A conclusion here is that ad models are failing in all sorts of ways, and some of those ways are to do with the fact that mainstream advertisers are not savvy when it comes to matters technological. You need a maths geek, an ethnography geek, a tech geek, and and geek to advertiser geek to talk to the advertisers in a way they can understand and those roles are by no means mainstream – outside of O’Reilly I suspect.

That ads that work are the adwords ads that appear on Google. Google gets all the above and more importantly employs a whole bunch of people to do things like look at search trends for predictive reasons – they ain’t doing that for kicks – it’s so they can build it into their pricing models for adsense bids. I believe that same approach will work for Newspapers et al, but you gotta believe that will work and you have to make the jump that says we will follow the data religiously (so to speak). Advertising has become an engineering exercise, not about the play of font upon image or the quality of light falling upon the car as it swoops down the mountain road. that method does not work at all now that we have crossed the rubicon in the way we consume our information. So you got to get smarter about it – Honda’s live advert with the sky dive (done here in the UK last year), Another Uk supermarket trying a live 3 min how cookery lesson. Adverts people will not FF through. Ads as useful content.

I bet no newspaper would ever go to an advertiser and say – we aren’t running your ad – it just didn’t perform well enough for that space on our paper, you need to go away and do it better.

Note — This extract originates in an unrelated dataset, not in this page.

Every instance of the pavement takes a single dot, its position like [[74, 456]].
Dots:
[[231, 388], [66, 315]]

Google does that all the time with adsense. Theirs is a different way methinks.

Nielsen suggests that the reason Google Ads work is that they’re being used in a situation where a reader is actively seeking information on a topic, in a search engine. Ads in other situations don’t do as well because a reader is actively filtering them out, rather than seeking their information. So context seems to play a big role.

Your post also made me think of the genius Sony ads for their HD televisions. I’ve watched those repeatedly and shown them to many friends.

To push things further, if the Guardian refused outside links from anyone who didn’t agree to their license, they’d put the commercial aggregators out of business. Let the bloggers and non-profits do what they’d like with your content (and make a very small amount of money from the associated ads) but cut off anyone whose business model is based on using your content to sell their ads.